What Causes Emphysema?
The leading preventable cause of emphysema is tobacco smoking. A very high percentage of people presenting with emphysema are current or ex smokers. Exposure to passive, second hand smoke may also increase the risk of developing emphysema.
While smoking is the major cause of emphysema, the condition may also be caused by prolonged exposure to dust or industrial fumes/chemicals as well as air pollution. While we don’t currently have to worry overmuch about air pollution causing emphysema in Australia, in other countries such as China, studies have linked increased prevalence and mortality rate of pulmonary diseases with fine particulate air pollution.
A rare protein disorder known as alpha-1-antitrypsin deficiency (AATD) may be the root cause of emphysema in some people. AATD leaves people with a deficiency in a protein that helps protect the lungs. The lack of this protein and the protection it provides lung tissue may lead to the development of a form of emphysema, even if none of the other usual triggers for the development of the condition are present.

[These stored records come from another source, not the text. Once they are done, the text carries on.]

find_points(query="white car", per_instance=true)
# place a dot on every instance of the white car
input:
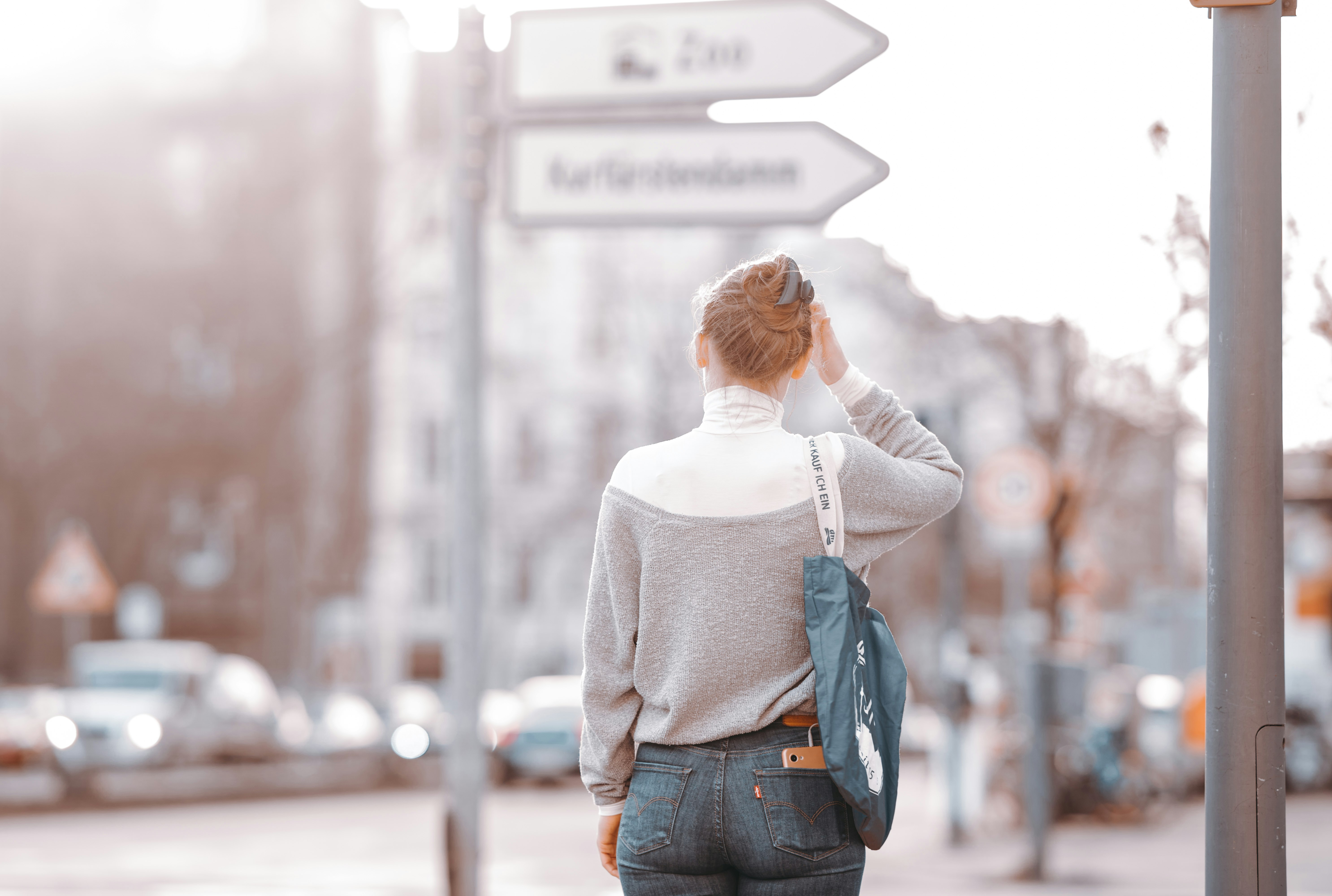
(163, 702)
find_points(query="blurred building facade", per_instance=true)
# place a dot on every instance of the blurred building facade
(184, 304)
(224, 320)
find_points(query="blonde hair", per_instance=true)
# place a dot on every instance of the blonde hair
(755, 339)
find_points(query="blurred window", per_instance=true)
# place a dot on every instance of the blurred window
(433, 568)
(532, 461)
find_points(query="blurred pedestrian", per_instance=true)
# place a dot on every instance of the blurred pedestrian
(694, 648)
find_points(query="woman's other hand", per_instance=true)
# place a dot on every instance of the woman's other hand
(608, 834)
(829, 359)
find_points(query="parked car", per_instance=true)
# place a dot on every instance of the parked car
(163, 702)
(23, 719)
(545, 741)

Living With and Treatment For Emphysema
Emphysema is an incurable, lifelong condition, but with medication, lifestyle change and therapy the symptoms may be reduced allowing people to have an improved quality of life.
If a smoker is diagnosed with emphysema, the single most important thing they can do to protect their health and improve their chances of living a normal life is immediately quit smoking. For long time smokers, giving up the habit may be extremely difficult, but services such as Quitline , QuitCoach , or iCanQuit can help people form a quitting plan and stay on track. A visit with a doctor may also help as they can recommend techniques or even prescribe medication to help a person quit.

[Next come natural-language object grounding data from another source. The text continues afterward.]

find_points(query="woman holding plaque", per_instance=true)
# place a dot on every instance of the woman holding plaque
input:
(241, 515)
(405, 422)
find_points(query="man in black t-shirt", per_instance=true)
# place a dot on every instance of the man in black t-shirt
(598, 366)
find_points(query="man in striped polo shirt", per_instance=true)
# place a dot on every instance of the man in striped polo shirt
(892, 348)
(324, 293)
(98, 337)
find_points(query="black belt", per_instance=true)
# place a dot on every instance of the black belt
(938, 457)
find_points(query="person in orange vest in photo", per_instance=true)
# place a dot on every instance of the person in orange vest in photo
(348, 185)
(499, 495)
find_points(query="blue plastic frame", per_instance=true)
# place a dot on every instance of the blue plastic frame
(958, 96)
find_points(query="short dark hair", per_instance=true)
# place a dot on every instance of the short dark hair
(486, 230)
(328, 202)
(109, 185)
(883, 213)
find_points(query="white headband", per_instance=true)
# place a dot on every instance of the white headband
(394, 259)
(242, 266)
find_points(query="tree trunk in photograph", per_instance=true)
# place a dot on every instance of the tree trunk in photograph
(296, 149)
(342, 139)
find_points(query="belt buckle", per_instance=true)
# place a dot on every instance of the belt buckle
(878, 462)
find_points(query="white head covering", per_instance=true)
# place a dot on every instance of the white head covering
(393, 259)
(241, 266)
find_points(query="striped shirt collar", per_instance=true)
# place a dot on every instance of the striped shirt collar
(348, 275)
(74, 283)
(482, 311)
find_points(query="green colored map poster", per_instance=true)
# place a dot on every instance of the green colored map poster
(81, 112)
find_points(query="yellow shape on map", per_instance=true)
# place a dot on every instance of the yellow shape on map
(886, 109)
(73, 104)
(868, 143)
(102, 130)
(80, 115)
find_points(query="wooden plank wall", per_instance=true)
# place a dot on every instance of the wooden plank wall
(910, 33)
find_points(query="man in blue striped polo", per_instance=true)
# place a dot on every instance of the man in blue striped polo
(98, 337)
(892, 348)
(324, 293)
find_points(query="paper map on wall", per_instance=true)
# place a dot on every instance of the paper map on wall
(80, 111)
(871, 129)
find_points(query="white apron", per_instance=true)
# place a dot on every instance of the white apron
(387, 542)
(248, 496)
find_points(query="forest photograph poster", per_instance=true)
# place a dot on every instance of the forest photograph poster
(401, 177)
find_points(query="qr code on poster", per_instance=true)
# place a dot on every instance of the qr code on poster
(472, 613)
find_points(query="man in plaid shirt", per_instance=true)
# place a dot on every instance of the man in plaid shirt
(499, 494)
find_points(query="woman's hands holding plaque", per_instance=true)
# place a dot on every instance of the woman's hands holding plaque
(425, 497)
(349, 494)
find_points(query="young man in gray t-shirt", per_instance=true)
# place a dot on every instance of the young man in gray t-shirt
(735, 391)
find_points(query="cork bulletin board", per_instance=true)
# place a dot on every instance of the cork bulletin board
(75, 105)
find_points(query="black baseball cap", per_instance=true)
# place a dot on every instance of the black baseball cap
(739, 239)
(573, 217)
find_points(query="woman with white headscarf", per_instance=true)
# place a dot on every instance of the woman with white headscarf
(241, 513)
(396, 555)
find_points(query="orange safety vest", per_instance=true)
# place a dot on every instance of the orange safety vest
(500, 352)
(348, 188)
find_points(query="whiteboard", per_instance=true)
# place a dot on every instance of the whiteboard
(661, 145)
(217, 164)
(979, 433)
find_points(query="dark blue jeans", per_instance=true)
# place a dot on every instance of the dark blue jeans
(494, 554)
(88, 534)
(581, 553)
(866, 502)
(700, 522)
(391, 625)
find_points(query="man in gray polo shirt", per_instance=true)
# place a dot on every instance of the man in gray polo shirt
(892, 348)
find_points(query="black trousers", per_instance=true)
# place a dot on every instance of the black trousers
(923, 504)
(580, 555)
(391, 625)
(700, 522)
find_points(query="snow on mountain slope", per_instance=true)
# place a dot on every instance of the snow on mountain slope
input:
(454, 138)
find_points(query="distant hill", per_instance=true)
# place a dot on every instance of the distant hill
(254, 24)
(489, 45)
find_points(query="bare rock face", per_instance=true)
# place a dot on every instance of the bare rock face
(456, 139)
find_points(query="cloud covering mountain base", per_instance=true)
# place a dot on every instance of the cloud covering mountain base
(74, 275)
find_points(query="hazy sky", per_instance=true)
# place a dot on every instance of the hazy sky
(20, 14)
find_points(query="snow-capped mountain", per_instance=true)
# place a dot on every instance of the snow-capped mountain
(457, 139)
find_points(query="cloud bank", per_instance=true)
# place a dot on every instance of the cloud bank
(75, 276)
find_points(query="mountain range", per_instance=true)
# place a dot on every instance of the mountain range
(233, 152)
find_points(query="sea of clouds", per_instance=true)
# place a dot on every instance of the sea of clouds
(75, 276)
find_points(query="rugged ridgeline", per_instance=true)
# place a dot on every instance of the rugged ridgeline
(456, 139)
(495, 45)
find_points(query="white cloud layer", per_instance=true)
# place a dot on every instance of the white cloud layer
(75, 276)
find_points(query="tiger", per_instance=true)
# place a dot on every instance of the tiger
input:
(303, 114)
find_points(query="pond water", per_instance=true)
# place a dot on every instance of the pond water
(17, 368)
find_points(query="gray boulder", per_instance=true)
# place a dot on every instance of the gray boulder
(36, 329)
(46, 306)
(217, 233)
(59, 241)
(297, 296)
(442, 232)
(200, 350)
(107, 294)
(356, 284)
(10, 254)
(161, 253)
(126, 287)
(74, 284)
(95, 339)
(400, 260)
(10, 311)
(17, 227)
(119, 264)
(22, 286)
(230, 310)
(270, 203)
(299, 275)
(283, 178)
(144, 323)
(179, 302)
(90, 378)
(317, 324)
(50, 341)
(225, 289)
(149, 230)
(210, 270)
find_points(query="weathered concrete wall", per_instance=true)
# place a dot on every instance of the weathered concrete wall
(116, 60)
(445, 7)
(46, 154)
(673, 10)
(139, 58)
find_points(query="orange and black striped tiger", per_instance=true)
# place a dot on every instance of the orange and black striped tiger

In addition to quitting smoking, other treatments include:
- Medications - people with emphysema may be prescribed a number of medications to help control symptoms or possible complications. Bronchodilators may be used to open up the airways to relieve coughing and shortness of breath. Inhaled corticosteroids may be used to reduce inflammation in lung tissue. Antibiotics may also be prescribed to fight lung infections, a common complication of emphysema.
- Pulmonary Rehabilitation - a tailored and supervised exercise program designed to help strengthen the lungs. Pulmonary rehabilitation programs typically last for around eight weeks. At the end of the program the patient's lungs will be reassessed and they will be given an ongoing exercise program to help maintain the health of their lungs.

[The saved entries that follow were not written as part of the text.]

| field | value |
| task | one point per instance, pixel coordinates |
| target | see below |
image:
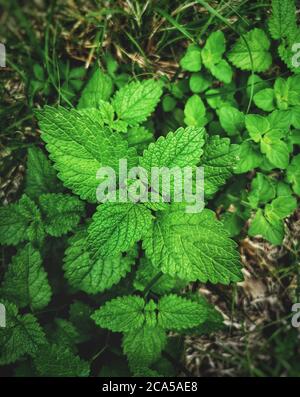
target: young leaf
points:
(20, 222)
(194, 112)
(79, 148)
(143, 345)
(25, 282)
(283, 20)
(92, 275)
(122, 314)
(22, 335)
(176, 313)
(61, 212)
(192, 247)
(258, 46)
(116, 227)
(99, 88)
(192, 59)
(136, 101)
(40, 176)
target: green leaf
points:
(180, 148)
(257, 126)
(92, 275)
(265, 99)
(192, 247)
(192, 59)
(231, 119)
(40, 176)
(143, 345)
(259, 46)
(79, 148)
(59, 361)
(249, 158)
(277, 152)
(283, 20)
(122, 314)
(270, 229)
(136, 101)
(293, 174)
(20, 222)
(281, 207)
(262, 190)
(99, 88)
(22, 335)
(116, 227)
(219, 160)
(194, 112)
(176, 313)
(25, 282)
(61, 212)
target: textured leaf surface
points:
(92, 276)
(60, 361)
(259, 46)
(136, 101)
(20, 222)
(143, 346)
(176, 312)
(122, 314)
(22, 335)
(61, 212)
(116, 227)
(25, 282)
(193, 247)
(79, 147)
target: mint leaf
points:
(176, 312)
(61, 212)
(121, 314)
(92, 275)
(79, 148)
(116, 227)
(22, 335)
(136, 101)
(192, 247)
(98, 88)
(192, 59)
(259, 46)
(20, 222)
(25, 281)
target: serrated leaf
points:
(22, 335)
(79, 148)
(192, 247)
(59, 361)
(116, 227)
(25, 282)
(40, 175)
(143, 345)
(92, 275)
(259, 46)
(99, 88)
(20, 221)
(176, 313)
(283, 20)
(61, 212)
(122, 314)
(137, 100)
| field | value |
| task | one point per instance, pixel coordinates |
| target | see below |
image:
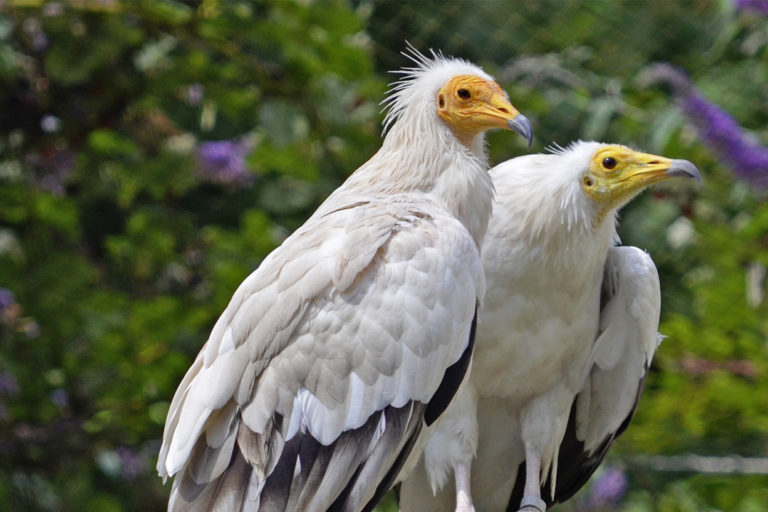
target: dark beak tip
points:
(521, 125)
(685, 169)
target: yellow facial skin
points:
(617, 174)
(471, 105)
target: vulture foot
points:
(532, 504)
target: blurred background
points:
(153, 152)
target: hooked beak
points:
(650, 169)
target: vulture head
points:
(440, 92)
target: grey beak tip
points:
(685, 169)
(520, 124)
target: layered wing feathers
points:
(358, 313)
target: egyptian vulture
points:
(565, 337)
(355, 332)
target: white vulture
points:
(565, 337)
(357, 331)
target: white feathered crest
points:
(410, 87)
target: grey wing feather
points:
(621, 357)
(316, 378)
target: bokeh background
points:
(153, 152)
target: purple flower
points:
(746, 156)
(224, 162)
(760, 6)
(609, 489)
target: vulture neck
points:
(424, 157)
(546, 226)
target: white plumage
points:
(567, 330)
(321, 371)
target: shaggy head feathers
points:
(414, 94)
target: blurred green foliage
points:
(153, 152)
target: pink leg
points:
(532, 501)
(463, 492)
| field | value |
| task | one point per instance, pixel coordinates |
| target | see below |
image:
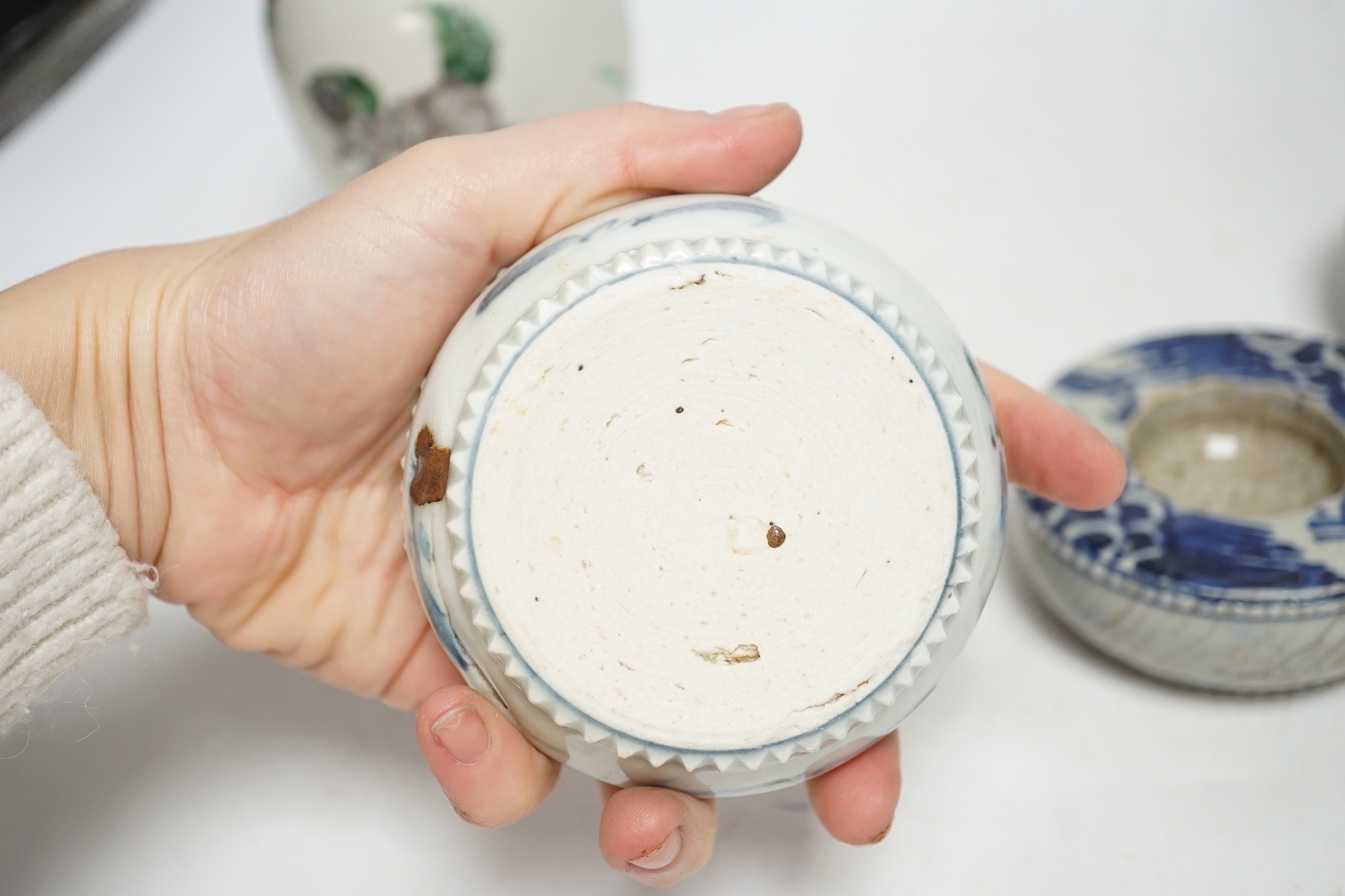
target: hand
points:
(241, 406)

In addition to exercise, the pulmonary rehabilitation program may include lifestyle changes intended to reduce the risk of flare ups and improve quality of life.
- Oxygen Therapy - people living with severe emphysema with low blood oxygen levels may require constant, or near constant oxygen therapy. Take home oxygen canisters typically deliver oxygen via nasal cannulae (prongs). A person who takes home oxygen will typically have to use it for all activities, even sleep in some cases.
- Surgery - in some cases of bullous emphysema, lung volume reduction surgery may help reduce symptoms by removing damaged tissue from the lung allowing the healthy tissue to better expand and contract. In some rare cases, lung transplant surgery may also be used to treat the condition.
- Lifestyle Changes/Homecare - getting plenty of rest, regular exercise, eating healthily and avoiding irritants such as smoke and air pollution are all recommended to aid in reducing flare ups or complications from emphysema.
- Vaccinations - due to the lungs being in a weakened and susceptible state, it is recommended that anyone with emphysema be up to date with vaccinations for the season's influenza strains, pneumococcal disease and COVID-19.